Actually, it's not quite the last music we hear: just when you're thinking that the rest might indeed be silence, a fade to black, Payne introduces - as Elgar himself so loved to do - a fleeting recollection, a pale, faded remnant of the symphony's opening motif - a chivalrous motif itself drawing upon the past to reinforce the future. So past and future are briefly reconciled. But the circle doesn't quite close. A hollow tam-tam stroke echoes and re-echoes from somewhere deep in Elgar's subconscious. It is finished, but it doesn't end. One question is answered with another. And so ends Payne's masterly "elaboration". "No one would understand... no one... no one", said Elgar from his death-bed, instructing his friend and confidant W H Reed to burn the "bits and pieces" (130 pages of sketches) which constituted the unfinished symphony. But somebody did understand.
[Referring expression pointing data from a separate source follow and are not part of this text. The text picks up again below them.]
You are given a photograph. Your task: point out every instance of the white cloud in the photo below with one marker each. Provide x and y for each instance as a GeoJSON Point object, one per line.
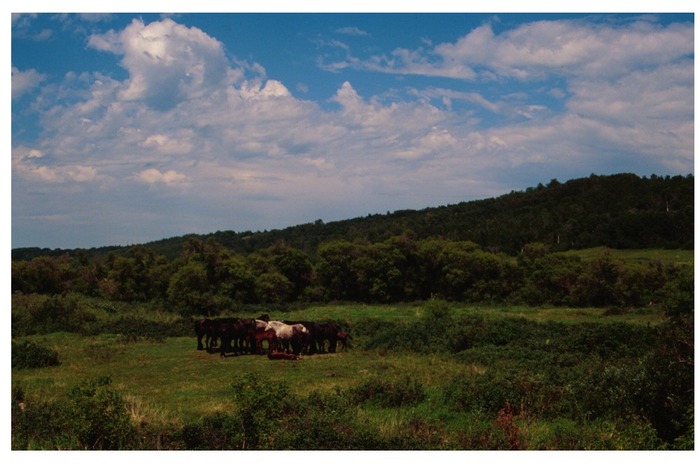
{"type": "Point", "coordinates": [25, 81]}
{"type": "Point", "coordinates": [153, 176]}
{"type": "Point", "coordinates": [239, 144]}
{"type": "Point", "coordinates": [168, 63]}
{"type": "Point", "coordinates": [352, 31]}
And the depth of Payne's understanding can be gauged from those closing pages. In alluding so poignantly to that terrible unrepeatable thing called childhood (the advancing-retreating march idea comes from the extraordinary movement "The Wagon Passes" from Elgar's Nursery Suite) he has tapped into something very dark and distant in the composer's psyche. The whole symphony sounds and feels like a throwback to it. This is no assemblage, this is a composition. And at the risk of suggesting that Payne had what one might call "a Rosemary Brown experience", there is no question that his total immersion in these sketches and all that preceded them has enabled him to think and feel like Elgar. Yes, even to second-guess him. And even where the seams of "completion" show most (in the first movement, where I'm still not entirely convinced by the development) there is a sense in which this entirely "new" Elgar - sparer, darker, more elliptical - is a departure from all that has gone before.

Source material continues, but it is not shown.